During the pandemic, the lines at Summit County Public Health for COVID-19 testing and vaccines have fluctuated depending on which variant invaded and how much it spread.

"All of this costs a lot of money to run and we really need to make sure we can do it because it was so deadly. We lost a lot of lives," said Summit County Public Health Commissioner Donna Skoda.

Skoda said operational costs during the height of the pandemic were between $500,000 and $600,000, and without the federal funding, SCPH likely would have faced the option of passing on administrative fees to residents.

The health commissioner said state funding will likely carry Summit County through 2022, but she also expressed concern if a federal bill isn't passed to provide more funding.

"We need to have it there in case you need it because we don't know what lies ahead. There could be another virus coming down the pike," she said.

Skoda said 75,000 vaccines have been administered through the health department over two years. In recent months, the number of vaccinations drastically dropped. There were 1,682 vaccinations in December, as the Omicron variant took hold. In February, there were only 111.

She said future testing and vaccinations may no longer be free without more money flowing in to help with costs. She believes that would create barriers to lower-income residents or those who don't have insurance.

"Historically, individuals who don't have insurance, a lot of times don't seek care because they know they're going to get a medical bill. They know they're going to be billed.
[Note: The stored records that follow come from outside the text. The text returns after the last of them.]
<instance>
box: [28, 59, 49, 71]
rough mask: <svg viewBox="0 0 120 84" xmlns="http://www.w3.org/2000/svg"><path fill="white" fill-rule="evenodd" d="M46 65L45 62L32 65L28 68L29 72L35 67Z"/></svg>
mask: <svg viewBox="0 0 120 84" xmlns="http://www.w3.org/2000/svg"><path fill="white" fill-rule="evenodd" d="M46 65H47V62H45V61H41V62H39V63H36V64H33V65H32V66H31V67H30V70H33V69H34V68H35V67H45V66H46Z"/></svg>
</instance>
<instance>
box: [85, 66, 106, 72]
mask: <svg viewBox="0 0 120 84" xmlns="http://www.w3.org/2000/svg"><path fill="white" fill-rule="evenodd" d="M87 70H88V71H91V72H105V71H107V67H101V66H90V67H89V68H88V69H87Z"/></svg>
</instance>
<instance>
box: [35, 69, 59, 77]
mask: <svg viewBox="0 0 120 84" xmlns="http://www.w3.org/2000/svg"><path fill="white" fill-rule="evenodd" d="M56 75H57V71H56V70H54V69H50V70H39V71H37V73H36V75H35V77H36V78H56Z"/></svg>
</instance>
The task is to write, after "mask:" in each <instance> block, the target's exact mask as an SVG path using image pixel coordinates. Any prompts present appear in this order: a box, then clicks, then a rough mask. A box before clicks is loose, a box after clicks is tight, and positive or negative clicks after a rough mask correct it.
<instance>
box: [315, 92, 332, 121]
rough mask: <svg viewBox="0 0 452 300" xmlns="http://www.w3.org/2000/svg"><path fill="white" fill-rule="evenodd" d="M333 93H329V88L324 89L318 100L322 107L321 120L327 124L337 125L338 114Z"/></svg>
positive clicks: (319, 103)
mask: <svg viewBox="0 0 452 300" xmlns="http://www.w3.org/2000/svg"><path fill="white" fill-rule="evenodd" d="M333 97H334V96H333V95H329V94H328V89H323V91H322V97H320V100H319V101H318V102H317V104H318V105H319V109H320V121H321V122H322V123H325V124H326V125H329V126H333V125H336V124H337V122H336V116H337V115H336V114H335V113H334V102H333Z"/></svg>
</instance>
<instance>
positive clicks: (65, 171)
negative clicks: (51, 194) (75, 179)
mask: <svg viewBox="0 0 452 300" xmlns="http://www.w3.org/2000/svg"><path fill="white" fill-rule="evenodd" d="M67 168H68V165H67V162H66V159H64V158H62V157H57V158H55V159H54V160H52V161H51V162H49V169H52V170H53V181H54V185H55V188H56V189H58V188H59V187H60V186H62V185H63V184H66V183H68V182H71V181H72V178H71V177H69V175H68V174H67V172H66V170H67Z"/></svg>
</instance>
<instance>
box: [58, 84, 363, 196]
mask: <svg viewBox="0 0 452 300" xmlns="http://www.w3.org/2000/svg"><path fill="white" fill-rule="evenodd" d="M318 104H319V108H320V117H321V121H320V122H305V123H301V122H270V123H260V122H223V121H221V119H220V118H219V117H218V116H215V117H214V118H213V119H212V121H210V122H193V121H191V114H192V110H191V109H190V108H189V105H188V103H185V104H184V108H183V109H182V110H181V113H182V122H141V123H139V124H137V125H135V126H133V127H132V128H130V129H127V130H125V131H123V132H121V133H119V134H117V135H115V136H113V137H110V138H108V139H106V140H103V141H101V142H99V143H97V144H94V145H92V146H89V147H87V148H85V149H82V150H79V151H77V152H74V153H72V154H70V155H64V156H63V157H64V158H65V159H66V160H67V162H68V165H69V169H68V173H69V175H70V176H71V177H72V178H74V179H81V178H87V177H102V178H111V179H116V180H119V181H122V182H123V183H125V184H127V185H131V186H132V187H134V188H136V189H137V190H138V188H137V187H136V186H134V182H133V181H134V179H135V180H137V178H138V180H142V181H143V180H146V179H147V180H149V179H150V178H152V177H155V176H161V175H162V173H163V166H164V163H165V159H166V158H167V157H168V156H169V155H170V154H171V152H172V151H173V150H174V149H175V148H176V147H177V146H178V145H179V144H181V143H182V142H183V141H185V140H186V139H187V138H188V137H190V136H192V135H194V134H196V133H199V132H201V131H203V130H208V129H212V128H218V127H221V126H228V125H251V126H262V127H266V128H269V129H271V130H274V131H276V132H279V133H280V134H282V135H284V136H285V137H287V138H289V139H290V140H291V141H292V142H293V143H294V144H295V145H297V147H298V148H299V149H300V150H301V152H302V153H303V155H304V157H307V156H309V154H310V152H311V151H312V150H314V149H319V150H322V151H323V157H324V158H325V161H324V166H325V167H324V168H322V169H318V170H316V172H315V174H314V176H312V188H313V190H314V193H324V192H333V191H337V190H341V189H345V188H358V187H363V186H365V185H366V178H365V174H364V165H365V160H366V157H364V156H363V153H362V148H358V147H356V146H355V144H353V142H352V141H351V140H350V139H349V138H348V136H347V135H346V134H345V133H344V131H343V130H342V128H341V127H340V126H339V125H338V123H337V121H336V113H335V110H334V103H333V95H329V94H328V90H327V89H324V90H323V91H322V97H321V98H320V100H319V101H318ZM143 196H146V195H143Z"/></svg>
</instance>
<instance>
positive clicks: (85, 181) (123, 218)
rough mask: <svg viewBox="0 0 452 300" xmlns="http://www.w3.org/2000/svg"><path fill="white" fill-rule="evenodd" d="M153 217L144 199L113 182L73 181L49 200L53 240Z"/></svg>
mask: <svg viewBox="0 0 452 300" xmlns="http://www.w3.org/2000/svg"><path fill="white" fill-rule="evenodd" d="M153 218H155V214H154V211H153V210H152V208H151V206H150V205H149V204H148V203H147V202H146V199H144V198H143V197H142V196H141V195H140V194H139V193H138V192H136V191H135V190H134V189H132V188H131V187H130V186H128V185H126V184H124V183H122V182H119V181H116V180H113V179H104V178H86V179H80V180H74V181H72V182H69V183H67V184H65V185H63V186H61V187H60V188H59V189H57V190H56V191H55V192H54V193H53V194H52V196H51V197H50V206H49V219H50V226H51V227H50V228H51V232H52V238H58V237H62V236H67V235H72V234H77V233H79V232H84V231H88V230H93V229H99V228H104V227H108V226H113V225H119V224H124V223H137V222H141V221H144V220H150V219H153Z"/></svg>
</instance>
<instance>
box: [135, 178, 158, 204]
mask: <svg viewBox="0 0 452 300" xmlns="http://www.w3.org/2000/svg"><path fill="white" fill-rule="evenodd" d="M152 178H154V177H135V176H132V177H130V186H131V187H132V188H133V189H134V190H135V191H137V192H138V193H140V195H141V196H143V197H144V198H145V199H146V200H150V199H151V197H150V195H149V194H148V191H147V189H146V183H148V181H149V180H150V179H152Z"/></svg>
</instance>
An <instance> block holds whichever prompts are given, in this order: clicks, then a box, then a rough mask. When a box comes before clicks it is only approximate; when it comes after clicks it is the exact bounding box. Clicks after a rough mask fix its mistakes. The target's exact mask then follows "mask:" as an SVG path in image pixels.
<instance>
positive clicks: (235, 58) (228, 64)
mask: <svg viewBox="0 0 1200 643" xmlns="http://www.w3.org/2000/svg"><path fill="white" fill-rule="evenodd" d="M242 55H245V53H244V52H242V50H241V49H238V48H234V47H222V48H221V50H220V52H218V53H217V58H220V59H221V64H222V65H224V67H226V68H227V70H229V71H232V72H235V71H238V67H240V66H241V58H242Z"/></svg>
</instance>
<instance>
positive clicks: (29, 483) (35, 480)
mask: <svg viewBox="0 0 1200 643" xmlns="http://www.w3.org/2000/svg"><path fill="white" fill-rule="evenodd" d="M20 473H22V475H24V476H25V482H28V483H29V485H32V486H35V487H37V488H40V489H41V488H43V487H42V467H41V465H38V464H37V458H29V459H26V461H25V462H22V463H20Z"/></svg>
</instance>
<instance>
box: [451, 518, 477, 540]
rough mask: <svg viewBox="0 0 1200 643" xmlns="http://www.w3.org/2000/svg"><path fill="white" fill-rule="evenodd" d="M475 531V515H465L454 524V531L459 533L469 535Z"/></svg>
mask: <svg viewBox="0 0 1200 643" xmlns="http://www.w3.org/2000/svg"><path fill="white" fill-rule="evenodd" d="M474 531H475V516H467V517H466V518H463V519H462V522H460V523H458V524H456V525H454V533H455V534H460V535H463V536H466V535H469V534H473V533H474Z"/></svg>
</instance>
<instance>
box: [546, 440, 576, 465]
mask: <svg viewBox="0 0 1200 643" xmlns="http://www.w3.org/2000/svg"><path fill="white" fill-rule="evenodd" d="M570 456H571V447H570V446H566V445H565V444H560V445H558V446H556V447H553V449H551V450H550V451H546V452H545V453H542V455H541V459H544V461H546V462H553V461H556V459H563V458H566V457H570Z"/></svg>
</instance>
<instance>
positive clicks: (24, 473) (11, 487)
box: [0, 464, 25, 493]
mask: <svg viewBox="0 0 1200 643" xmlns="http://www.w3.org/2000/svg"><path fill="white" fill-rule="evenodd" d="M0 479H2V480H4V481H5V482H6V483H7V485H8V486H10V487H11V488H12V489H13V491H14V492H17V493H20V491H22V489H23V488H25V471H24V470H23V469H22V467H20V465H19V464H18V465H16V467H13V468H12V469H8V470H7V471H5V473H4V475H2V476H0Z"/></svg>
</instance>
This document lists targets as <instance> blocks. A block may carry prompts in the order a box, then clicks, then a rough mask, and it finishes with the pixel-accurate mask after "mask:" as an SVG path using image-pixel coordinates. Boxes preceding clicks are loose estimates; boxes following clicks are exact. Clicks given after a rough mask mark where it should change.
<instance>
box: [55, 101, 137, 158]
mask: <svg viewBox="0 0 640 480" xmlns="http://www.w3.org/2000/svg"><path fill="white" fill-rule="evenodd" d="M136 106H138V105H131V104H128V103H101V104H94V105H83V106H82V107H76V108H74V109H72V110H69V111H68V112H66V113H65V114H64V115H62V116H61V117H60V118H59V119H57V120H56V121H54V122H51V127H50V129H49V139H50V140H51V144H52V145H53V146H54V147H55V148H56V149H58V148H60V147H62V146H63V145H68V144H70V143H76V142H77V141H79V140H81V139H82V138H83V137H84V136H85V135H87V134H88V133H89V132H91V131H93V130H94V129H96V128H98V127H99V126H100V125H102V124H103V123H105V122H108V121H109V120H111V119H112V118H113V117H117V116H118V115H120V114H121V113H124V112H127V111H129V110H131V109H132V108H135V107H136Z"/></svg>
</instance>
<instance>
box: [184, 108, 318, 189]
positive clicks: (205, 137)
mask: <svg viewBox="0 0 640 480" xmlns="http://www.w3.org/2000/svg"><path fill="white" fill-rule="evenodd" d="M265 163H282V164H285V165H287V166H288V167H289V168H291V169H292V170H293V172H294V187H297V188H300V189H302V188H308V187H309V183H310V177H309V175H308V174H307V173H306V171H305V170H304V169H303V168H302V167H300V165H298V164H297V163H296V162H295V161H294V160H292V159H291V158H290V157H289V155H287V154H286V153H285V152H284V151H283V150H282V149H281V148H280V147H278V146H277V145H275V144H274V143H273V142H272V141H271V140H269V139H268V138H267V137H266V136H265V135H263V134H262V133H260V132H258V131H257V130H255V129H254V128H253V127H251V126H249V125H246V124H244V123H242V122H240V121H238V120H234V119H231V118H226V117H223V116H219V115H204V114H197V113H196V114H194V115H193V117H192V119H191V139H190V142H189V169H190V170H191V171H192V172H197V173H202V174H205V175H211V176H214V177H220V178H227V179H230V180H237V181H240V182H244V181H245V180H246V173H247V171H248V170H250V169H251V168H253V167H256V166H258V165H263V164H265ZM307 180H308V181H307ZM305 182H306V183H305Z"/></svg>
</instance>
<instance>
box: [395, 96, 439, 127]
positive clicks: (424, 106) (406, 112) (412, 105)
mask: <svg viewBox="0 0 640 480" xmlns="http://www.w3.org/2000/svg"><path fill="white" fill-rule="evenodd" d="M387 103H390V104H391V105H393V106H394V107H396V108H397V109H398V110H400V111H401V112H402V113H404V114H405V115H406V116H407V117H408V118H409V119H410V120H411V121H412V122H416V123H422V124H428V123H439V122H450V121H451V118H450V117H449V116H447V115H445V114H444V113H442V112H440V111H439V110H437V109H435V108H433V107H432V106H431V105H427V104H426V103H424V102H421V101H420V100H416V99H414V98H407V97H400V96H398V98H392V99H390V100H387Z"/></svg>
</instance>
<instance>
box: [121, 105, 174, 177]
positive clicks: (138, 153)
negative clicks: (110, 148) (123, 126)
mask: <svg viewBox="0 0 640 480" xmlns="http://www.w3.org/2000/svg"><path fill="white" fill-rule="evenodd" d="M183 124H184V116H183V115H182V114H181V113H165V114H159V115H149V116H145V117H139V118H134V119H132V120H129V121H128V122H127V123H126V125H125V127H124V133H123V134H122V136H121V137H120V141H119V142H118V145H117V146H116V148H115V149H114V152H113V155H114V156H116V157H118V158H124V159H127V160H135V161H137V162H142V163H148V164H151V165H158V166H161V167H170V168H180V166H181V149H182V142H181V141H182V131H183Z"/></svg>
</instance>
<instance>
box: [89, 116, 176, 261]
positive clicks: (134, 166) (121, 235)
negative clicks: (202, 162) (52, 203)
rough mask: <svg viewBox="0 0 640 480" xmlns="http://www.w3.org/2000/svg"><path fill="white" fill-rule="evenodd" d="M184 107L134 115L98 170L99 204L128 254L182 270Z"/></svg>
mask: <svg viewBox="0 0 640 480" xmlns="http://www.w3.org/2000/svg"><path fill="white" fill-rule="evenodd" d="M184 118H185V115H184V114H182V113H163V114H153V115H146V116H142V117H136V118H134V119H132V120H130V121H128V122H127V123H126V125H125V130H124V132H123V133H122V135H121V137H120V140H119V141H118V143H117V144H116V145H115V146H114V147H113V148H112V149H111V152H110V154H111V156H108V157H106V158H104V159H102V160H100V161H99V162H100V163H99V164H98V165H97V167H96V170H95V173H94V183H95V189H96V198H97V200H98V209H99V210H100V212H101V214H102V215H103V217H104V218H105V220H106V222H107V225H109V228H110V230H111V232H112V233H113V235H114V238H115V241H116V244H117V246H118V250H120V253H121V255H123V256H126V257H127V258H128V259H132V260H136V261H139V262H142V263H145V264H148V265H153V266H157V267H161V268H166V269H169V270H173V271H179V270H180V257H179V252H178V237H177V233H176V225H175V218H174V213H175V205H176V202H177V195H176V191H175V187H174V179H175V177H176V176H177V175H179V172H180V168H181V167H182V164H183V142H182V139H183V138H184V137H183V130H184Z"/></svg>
They might be put in a collection," Skoda said.

While some Republicans have raised questions over where COVID-19 funding has been spent so far and how much unspent money is left, Democratic Senator Sherrod Brown worries about being caught off guard with an unpredictable virus.

"I think there's a good chance it's in the rearview mirror, but we can't take the chance of another outbreak without being prepared," Brown said.

Whether Congress acts to approve additional COVID-19 money is up in the air, but Brown says he's in favor of it.

"Congress needs to vote the money. The President wants us to do it. He'll sign the bill and we'll be better prepared if something else happens, God forbid."